Oliver Brady, epidemiologista britânico, publicou pesquisa há yuma semana na revista médica 'The Lancet'

Giovana Girardi, O Estado de S.Paulo

31 Janeiro 2016 | 05h00

Um dos responsáveis por estimar como o zika pode espalhar-se pelo mundo a partir do Brasil, o epidemiologista inglês Oliver Brady, da Universidade de Oxford, falou ao Estado sobre a pesquisa, publicada há uma semana na revista médica The Lancet. Ele se diz um pouco cético sobre uma tendência de longo prazo do aquecimento global já estar fazendo diferença para a transmissão global do zika, mas concorda que a temporada mais quente que vivemos em 2015 está ajudando nesse processo. 

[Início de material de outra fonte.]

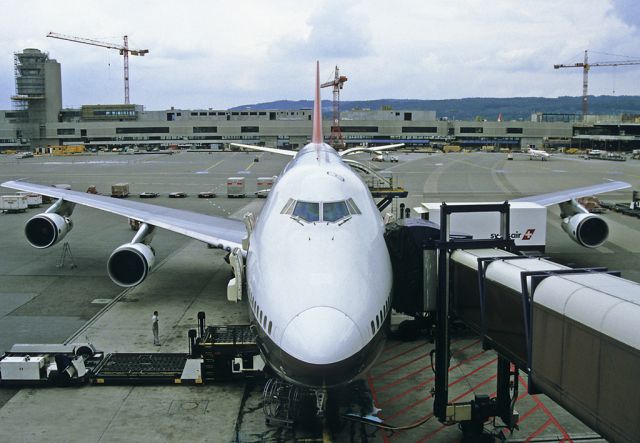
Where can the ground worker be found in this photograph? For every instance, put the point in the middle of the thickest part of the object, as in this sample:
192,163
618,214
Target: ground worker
154,327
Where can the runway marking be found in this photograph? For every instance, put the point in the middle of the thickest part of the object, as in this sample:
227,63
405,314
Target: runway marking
214,165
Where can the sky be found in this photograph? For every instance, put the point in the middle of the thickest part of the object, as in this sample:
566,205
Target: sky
219,53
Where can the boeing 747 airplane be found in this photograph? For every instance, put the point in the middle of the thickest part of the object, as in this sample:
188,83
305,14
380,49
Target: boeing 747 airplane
323,323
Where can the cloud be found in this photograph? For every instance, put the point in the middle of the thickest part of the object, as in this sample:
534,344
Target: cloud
336,30
227,53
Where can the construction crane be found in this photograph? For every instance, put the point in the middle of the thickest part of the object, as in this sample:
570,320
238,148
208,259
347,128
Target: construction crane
585,75
335,139
124,51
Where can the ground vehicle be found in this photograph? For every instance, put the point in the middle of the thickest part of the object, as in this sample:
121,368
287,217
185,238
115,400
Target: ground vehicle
385,158
120,190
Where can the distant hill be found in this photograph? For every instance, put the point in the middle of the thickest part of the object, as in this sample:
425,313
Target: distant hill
489,108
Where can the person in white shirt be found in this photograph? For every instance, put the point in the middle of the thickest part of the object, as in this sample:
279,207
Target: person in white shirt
154,327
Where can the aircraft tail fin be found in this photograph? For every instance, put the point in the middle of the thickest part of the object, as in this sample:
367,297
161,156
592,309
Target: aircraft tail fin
317,111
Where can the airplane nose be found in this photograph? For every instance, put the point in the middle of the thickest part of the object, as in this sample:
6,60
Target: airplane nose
322,335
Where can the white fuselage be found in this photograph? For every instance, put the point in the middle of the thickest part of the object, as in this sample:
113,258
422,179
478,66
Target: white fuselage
319,289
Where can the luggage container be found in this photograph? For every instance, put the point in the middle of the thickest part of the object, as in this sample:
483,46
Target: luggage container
235,187
13,203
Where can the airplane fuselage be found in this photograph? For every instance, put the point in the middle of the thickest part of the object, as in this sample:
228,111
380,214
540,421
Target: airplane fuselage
318,272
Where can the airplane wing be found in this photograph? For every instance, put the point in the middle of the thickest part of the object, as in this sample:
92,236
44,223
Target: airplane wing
570,194
262,148
222,232
374,149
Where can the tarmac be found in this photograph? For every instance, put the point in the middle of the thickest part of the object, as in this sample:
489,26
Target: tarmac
41,302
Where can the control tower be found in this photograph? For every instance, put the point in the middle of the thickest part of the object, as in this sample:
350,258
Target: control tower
38,94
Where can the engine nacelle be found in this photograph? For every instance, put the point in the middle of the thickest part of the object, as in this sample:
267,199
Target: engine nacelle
47,229
130,264
587,230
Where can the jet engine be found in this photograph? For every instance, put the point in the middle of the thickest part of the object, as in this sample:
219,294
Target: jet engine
47,229
587,230
130,264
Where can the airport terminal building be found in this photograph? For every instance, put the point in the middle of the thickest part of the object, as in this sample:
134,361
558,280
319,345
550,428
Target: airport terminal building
38,120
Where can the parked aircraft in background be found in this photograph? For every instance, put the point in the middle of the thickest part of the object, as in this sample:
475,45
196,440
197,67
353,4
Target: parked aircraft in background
537,153
320,322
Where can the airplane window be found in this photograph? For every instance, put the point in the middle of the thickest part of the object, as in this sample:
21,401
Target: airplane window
307,211
352,206
334,211
288,208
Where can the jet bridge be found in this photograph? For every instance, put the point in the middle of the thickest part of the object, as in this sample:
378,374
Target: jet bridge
572,331
381,186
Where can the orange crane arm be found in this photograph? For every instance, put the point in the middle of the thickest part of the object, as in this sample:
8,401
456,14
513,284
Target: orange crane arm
88,41
582,65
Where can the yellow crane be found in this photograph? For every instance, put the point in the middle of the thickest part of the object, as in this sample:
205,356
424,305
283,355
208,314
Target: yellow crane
335,139
123,49
585,75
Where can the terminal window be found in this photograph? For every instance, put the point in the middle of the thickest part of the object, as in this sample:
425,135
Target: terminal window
359,129
419,129
471,130
204,129
142,130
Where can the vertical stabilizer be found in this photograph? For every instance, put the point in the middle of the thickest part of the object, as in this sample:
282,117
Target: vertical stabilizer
317,111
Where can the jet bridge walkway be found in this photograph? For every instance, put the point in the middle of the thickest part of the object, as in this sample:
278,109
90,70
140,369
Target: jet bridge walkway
381,187
573,332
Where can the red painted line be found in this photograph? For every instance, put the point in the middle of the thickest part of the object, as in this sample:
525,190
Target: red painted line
464,394
399,355
539,431
550,415
420,385
473,357
397,368
524,416
374,395
389,346
417,402
400,380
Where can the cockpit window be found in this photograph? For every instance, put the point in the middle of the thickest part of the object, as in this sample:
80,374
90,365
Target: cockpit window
352,207
307,211
288,208
334,211
311,211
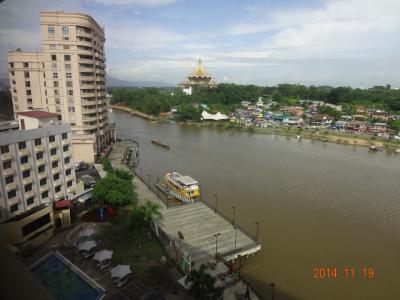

No trabalho vocês estimaram a expansão da doença levando em consideração os perfis de viagens a partir do Brasil. Com o fluxo ampliado que poderemos ter na Olimpíada em agosto, este cenário deve piorar? 

Antes da Copa do Mundo também houve essa preocupação com a dengue, mas medidas preventivas foram adotadas nas cidades-sede e no fim nenhum grande aumento de casos foi observado. A Olimpíada vai acontecer mais tarde no ano, em apenas uma parte do País, e é de se esperar que as autoridades estejam mais bem preparadas pela experiência anterior. Assim, acho que o risco será menor do que havia há dois anos na Copa.

A OMS alertou que o El Niño pode aumentar as populações de mosquitos em muitas áreas. Além desse fenômeno, já podemos imaginar que o aquecimento global esteja impulsionando a epidemia de zika? 

É algo que não testamos ainda nos nossos modelos. O aumento da temperatura e das chuvas vai aumentar o potencial para o vírus se espalhar em algumas áreas, mas pode levar a reduções em outras. Além disso, muitas outras mudanças globais, como urbanização, economia, desenvolvimento, podem ser igualmente ou até mais importantes em determinar o risco futuro. Mas o El Niño deste ano pode significar que o zika se espalhe temporariamente mais para o norte e seja transmitido mais cedo e por mais tempo que em um ano médio, então é preciso preparar respostas para essa potencial ameaça.

De acordo com a Nasa, o ano que passou seria mais quente sem o El Niño. As mudanças climáticas já não podem estar modificando o grau de ameaça? 

Eu diria que, por enquanto, todas as sugestões de que o aquecimento global poderia aumentar o risco para zika são especulativas e ainda não temos evidências para dizer que qualquer aumento ocorra somente por causa do aquecimento global. O que é claro é que 2015 e 2016 apresentam um risco aumentado, por causa de altas temperaturas e chuvas observadas, mas ainda não sabemos se isso vai se confirmar como tendência de longo prazo.